Zeb Bilal’s I Am The ‘Other’, traces the history of hybrid identities exemplified in dresses of the colonisers and the colonised. Sadaf Chughtai in Three Views of Lahore Fort traces the history of modernity and progress. Her final image is a hybrid of old and new Lahore exemplified in the architecture of her Fort. Umair Iqbal’s representation of identity is also associated with a city and culture but to something more tangible, perhaps ‘only’ tangible. Lying somewhere between rebellion and submission, Raihatul Jannah’s works address her gendered identity, difference and the politics of representation.

Saleem Abbas’s Identify??? is a short video, in which the artist, who is easily identifiable because of his long black hair, has used himself as a site and a metaphor for the representation of the self. The screen, split into two, shows Abbas from the front and the back combing his long dark hair, wearing a pair of jeans and no shirt. Diminishing the distinction between front and back by covering his face with hair and wearing the pants and the belt inversely, Abbas confuses his audience, even if only for a few seconds, and makes them ponder over the process of identification.

Similar in aesthetics, Komal Naz’s presence in her almost three minute long untitled video shows a wooden stool lying on its side and confined in a close frame with Naz trying to fit into it. While Naz struggles with this seemingly meaningless task, illustrating an existential crisis, one waits for nothing to happen, as if stuck in motion for time immemorial, which could be further highlighted if the video didn’t fade into black every time before restarting. It could easily do without marking the starting and the ending especially when there was no starting and ending and could have worked better if used as a metaphor for the space which the mind occupies. Nevertheless, this video was one of the most engaging pieces in the show.

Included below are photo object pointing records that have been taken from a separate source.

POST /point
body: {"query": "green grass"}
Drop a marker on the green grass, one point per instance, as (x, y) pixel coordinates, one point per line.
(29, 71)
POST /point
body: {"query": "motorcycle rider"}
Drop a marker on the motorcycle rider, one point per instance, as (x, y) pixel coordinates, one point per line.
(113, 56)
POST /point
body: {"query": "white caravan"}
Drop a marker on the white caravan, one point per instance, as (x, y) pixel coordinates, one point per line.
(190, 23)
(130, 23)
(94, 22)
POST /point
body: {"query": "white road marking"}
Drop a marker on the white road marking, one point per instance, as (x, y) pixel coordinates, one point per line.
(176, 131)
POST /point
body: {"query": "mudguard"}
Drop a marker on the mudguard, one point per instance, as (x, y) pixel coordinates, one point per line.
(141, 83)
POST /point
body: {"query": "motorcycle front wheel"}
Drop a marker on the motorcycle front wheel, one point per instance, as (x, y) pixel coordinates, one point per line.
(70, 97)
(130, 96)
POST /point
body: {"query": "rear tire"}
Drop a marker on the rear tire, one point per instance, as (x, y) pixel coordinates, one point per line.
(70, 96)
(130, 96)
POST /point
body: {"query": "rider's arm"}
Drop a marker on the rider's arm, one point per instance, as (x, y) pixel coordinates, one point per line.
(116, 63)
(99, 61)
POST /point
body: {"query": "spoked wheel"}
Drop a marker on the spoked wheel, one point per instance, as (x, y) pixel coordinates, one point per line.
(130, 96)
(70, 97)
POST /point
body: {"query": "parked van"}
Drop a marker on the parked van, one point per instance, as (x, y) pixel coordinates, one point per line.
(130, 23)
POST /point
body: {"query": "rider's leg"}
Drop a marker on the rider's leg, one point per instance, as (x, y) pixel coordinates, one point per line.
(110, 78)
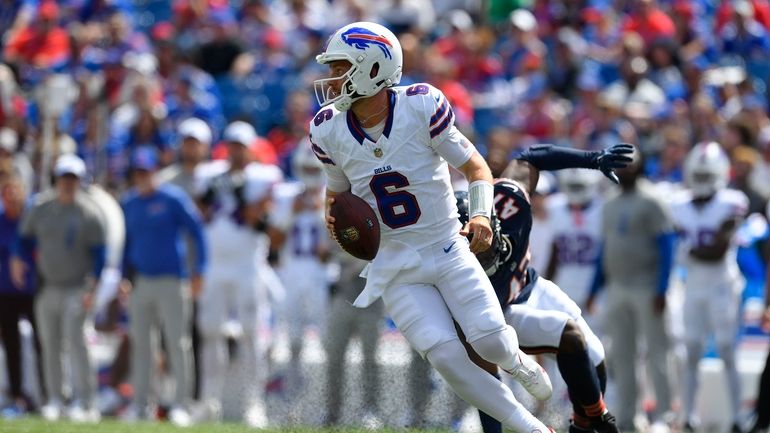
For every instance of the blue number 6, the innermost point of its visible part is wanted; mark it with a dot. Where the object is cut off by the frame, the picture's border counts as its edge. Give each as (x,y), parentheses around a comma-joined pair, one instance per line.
(398,208)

Use of family snapshots opens reservoirs of memories, but it is certainly the objects and not the people in those photos that Zaib Haider is after; household details, toys, shoes, bags, fraught with meaning, besieged by domesticity, drained of life as mundane objects, a very important feature of family albums. Haider intends to appropriate, disturb and manipulate images that look simple, naive and sacred, resulting in distortion, disorder and disintegration by highlighting certain details while blurring the others. Amber Hammad, unlike others, is not directly the subject of her work. Her digitally manipulated Hum Keh Thehray Ajnabi is an image made with photographs of bazaars from both Lahore and Delhi. The uncanny resemblance between the sister cities is further highlighted by baring the image off any bodily differences and reducing the people to black silhouettes. Pointing out the similarities more than the differences between the two, Hum Keh Thehray Ajnabi while negotiating between self and other is a comment on close familial ties, shared histories, displacement, nostalgia and unfriendly relations, calling into question the true status of seemingly fixed categories of identity and our reliance on socially, politically and culturally assigned identities.

The artists challenging the notions of prescribed identities, however superficially, have at least begun to analyse the reality of their own fiction.